Choroideremia is an X-linked genetic disease that leads to retinal degeneration and blindness. The disease is marked by a progressive loss of photoreceptors, retinal pigment epithelial (RPE) cells, and choriocapillaris. By combining traditional eye imaging techniques with adaptive optics—a technology that enhances imaging resolution—researchers have shown, for the first time, how cells across different tissue layers in the eye are affected in people with choroideremia.
As an X-linked disease, choroideremia affects men more than women. The study looked at the extent to which the cellular layers are disrupted in affected males and female carriers. To do this, the team performed multimodal adaptive optics imaging to better visualize the in vivo pathogenesis of choroideremia in the living human eye.
This work is published in Communications Biology in the paper, “Widespread subclinical cellular changes revealed across a neural-epithelial-vascular complex in choroideremia using adaptive optics.”
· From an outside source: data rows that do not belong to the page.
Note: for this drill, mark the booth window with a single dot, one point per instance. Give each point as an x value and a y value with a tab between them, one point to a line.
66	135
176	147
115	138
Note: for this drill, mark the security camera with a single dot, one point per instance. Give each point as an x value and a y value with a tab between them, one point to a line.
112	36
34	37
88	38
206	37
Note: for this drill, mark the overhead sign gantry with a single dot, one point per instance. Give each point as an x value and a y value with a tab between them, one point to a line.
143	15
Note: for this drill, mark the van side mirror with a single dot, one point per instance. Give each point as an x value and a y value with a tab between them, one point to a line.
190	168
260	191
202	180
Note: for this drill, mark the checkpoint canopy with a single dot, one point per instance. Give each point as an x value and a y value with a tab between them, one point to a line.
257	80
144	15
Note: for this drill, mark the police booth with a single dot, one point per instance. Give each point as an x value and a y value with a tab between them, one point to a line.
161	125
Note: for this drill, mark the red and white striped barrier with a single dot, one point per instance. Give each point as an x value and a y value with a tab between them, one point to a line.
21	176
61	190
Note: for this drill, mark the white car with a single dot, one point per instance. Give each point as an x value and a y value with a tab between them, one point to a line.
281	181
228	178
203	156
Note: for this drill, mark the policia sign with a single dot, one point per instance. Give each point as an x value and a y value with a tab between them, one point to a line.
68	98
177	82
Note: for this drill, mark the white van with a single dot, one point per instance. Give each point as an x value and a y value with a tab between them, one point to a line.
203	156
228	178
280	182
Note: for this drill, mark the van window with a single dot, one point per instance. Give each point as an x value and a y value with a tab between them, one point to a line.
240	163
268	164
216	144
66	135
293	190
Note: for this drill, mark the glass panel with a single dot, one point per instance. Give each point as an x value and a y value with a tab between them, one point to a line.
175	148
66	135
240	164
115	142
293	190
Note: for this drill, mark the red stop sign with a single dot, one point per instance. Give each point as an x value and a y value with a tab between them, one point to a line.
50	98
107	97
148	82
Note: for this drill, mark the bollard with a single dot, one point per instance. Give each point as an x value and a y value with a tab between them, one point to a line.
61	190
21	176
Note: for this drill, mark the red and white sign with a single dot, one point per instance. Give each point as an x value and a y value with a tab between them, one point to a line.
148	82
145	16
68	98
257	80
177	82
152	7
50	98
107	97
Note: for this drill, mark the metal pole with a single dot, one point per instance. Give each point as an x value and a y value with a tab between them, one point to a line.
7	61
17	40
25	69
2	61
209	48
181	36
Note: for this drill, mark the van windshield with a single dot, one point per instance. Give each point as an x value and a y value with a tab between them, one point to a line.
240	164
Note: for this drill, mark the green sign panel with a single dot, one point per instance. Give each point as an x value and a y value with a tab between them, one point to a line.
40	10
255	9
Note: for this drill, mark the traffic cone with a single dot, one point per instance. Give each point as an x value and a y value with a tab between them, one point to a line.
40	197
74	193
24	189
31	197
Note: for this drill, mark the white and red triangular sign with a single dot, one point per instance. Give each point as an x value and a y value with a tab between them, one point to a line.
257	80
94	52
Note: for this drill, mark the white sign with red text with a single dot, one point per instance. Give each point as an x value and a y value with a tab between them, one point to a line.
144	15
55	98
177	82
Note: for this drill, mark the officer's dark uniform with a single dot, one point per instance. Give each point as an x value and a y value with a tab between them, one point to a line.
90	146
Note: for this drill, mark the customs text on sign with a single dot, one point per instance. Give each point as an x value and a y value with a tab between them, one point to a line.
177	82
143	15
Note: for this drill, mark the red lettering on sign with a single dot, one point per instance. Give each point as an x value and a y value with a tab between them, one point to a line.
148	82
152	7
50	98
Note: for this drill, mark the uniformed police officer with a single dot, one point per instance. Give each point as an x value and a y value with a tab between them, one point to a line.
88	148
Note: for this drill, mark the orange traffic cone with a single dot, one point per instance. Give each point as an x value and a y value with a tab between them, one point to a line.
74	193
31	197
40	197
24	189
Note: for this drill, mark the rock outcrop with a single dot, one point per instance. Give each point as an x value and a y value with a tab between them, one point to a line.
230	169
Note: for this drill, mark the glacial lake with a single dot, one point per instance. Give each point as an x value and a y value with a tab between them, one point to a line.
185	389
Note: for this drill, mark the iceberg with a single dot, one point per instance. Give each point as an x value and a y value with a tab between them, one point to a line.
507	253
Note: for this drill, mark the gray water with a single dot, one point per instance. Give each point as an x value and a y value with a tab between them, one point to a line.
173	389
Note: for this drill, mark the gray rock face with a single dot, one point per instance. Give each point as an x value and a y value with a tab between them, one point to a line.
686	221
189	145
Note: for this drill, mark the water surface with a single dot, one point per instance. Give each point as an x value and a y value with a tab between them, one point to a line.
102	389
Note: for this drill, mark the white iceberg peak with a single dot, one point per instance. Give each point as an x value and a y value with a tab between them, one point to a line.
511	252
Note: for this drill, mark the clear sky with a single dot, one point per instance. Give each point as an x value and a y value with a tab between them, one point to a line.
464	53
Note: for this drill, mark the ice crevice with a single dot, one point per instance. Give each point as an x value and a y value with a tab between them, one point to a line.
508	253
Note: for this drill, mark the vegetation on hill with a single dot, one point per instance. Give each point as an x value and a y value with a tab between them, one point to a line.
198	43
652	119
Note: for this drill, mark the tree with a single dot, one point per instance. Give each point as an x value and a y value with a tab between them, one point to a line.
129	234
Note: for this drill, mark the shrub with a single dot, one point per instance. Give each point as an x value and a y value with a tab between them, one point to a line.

The researchers combined adaptive optics with indocyanine green dye to view live cells in the retina, including light-sensing photoreceptors, retinal pigment epithelium (RPE), and choroidal blood vessels. The retina’s RPE is a layer of pigmented cells essential to the nourishment and survival of photoreceptors.
Led by Johnny Tam, PhD, head of the NEI Clinical and Translational Imaging Unit, the team was able to analyze the extent to which choroideremia disrupts these tissues, providing information that could help design effective treatments for this and other diseases.
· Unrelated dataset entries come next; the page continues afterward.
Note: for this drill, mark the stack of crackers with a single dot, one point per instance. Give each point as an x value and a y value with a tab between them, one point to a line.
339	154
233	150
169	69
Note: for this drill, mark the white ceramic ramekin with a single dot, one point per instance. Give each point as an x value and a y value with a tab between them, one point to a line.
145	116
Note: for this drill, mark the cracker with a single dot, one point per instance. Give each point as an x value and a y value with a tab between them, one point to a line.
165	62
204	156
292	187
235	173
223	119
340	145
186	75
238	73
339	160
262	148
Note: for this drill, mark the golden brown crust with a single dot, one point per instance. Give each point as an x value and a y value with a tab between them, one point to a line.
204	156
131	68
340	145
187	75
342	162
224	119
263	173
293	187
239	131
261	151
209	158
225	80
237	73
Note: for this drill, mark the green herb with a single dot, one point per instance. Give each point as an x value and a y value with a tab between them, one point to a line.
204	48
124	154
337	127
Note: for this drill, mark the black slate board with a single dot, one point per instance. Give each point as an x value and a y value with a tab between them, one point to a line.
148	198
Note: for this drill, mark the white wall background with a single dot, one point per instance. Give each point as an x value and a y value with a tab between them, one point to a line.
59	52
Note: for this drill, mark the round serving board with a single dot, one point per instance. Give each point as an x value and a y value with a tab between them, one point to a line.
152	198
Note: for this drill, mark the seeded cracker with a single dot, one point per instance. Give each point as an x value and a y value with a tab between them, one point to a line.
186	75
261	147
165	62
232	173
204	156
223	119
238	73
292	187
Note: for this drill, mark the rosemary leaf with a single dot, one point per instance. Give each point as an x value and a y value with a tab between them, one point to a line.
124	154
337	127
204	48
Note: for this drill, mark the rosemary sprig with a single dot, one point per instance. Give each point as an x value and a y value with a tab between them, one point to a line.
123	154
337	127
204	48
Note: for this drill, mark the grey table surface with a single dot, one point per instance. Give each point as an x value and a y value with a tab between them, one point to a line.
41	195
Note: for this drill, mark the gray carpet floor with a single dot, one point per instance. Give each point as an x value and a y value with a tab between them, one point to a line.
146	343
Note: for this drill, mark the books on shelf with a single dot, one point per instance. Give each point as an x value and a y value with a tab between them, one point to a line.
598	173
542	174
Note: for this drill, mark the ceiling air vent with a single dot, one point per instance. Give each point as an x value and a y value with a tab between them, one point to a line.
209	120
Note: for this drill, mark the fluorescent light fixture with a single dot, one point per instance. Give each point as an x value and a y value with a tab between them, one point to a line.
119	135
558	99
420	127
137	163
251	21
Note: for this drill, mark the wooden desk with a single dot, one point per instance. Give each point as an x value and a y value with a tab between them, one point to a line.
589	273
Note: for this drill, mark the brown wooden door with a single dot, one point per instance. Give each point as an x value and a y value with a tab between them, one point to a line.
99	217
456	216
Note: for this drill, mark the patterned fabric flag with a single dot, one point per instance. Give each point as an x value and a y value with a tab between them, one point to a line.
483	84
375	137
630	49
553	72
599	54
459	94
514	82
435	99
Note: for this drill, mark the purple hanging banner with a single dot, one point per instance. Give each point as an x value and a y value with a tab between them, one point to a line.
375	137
The findings show the presence of “subclinical, widespread enlarged RPE cells present in all subjects imaged.”
“One major finding of our study was that the RPE cells are dramatically enlarged in males and females with choroideremia,” said Tam. “We were surprised to see many cells enlarged by as much as five-fold.”
Female participants in the study showed a mix of enlarged and healthier-looking RPE cells. This may explain why women with choroideremia have milder symptoms, according to Tam. Photoreceptor and blood vessel layers were less affected in both male and female study participants, suggesting that RPE disruption plays an important role in choroideremia.
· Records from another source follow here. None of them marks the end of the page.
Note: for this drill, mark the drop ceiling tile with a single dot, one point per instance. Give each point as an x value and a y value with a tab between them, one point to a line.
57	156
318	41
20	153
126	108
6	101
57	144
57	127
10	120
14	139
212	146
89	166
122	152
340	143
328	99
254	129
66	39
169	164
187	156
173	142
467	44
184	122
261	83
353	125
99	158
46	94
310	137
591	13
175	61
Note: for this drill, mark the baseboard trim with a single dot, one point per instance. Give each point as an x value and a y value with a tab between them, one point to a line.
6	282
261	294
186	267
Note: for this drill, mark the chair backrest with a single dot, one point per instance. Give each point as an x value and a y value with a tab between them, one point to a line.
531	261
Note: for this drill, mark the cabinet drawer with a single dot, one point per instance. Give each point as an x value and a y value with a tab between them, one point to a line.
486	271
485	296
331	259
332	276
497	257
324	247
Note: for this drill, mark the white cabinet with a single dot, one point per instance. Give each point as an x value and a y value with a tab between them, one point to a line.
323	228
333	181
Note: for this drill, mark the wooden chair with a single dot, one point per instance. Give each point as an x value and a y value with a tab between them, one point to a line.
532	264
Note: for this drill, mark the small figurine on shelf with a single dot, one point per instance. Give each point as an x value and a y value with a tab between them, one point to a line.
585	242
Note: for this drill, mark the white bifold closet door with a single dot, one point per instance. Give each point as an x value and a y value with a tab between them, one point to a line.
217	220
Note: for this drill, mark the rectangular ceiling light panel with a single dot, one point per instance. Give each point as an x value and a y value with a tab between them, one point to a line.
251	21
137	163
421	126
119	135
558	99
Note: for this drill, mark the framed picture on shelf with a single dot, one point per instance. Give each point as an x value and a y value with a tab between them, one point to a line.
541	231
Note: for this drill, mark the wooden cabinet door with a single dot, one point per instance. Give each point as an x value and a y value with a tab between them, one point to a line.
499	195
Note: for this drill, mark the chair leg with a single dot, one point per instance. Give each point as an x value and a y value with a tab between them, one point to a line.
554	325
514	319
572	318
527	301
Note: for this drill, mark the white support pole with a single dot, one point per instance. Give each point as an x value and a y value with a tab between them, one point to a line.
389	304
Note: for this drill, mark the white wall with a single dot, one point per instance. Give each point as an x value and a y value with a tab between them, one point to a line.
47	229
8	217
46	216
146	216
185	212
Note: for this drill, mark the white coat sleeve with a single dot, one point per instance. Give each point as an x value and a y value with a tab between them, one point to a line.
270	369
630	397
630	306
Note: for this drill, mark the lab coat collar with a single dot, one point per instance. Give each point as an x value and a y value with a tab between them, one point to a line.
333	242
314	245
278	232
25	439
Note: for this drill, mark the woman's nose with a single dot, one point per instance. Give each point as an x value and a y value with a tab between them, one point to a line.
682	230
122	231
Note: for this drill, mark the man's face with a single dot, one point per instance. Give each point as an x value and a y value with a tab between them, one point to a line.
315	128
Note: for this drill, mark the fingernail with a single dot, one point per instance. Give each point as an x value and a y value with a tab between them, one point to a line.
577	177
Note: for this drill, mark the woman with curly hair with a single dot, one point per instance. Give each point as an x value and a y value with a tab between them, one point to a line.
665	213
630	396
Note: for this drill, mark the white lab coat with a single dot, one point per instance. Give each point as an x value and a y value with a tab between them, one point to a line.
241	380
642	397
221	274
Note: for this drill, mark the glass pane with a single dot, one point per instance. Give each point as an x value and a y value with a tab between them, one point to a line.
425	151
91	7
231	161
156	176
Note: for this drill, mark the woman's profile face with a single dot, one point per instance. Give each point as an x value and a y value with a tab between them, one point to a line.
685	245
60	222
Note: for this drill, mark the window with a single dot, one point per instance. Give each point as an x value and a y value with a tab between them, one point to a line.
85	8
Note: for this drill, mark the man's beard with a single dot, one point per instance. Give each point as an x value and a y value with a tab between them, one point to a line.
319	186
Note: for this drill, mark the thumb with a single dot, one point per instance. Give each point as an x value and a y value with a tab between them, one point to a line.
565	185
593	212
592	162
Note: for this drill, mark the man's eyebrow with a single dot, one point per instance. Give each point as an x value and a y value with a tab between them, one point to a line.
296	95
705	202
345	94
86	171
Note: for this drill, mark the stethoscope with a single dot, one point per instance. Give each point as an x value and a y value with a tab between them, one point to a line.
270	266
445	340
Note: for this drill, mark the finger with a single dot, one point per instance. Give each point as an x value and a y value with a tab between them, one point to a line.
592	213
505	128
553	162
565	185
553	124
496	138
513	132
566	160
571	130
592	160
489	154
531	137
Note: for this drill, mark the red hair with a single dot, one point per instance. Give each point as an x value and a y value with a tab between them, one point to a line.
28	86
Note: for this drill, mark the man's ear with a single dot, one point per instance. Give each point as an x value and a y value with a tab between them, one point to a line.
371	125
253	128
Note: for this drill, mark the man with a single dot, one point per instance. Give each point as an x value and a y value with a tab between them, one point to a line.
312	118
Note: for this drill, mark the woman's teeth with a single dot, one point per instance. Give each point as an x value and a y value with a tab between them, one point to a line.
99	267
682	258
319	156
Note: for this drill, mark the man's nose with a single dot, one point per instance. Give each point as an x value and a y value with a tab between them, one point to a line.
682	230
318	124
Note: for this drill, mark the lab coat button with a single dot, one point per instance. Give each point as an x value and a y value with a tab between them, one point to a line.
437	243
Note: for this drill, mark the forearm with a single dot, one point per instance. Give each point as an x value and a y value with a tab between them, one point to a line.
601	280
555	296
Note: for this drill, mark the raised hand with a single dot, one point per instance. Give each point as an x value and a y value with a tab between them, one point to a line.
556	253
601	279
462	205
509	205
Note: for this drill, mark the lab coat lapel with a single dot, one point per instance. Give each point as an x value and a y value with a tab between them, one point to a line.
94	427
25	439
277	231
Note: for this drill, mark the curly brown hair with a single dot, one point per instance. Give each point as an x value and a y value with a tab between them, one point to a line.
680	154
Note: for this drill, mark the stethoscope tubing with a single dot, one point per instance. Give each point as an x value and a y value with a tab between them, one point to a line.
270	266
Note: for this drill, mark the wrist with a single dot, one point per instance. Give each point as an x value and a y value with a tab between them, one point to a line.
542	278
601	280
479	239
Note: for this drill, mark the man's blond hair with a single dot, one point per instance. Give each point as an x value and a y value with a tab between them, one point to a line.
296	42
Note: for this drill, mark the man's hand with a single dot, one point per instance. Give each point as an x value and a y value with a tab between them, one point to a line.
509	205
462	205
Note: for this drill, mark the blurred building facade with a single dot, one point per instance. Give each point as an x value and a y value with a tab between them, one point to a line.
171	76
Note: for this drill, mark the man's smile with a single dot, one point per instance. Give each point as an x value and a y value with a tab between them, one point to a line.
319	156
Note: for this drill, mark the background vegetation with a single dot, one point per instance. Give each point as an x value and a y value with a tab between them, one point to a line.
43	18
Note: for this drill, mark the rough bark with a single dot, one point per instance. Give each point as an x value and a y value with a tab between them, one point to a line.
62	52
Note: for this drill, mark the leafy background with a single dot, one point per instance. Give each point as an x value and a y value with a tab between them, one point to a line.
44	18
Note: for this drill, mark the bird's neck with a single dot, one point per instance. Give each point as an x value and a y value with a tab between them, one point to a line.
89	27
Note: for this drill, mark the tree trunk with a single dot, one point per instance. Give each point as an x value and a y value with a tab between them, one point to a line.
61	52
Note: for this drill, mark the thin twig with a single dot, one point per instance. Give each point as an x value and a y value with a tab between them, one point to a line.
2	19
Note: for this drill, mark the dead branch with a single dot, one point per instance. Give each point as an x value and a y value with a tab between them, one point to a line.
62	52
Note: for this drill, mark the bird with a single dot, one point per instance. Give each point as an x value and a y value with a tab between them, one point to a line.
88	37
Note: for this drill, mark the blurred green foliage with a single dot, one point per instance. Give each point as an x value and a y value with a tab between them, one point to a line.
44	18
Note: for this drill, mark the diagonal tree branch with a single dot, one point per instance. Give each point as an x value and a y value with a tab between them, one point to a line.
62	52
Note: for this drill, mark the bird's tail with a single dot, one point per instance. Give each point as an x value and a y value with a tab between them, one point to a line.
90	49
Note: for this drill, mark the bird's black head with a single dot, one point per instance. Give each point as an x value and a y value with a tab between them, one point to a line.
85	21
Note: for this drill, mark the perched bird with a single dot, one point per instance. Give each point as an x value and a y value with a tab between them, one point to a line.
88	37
In the fovea, the last area to be affected in choroideremia, the team found “greater disruption to the RPE than to either the photoreceptor or choriocapillaris layers.” The unexpected finding of patches of photoreceptors that were fluorescently-labeled, but structurally and functionally normal, the authors noted, suggests that the RPE blood barrier function may be altered in choroideremia.
Adaptive optics is not part of routine diagnostic testing in eye clinics. Surprisingly, the team found that enlarged RPE cells can be detected even when using only a commercially available scanning laser ophthalmoscope along with indocyanine green dye. The authors introduced a strategy for detecting enlarged cells using conventional ophthalmic imaging instrumentation.
“It’s not obvious at first, but using an existing tool in the clinic, we can monitor and track the cellular status of the RPE layer. This could prove valuable in identifying which patients would benefit the most from therapeutic interventions,” said Tam.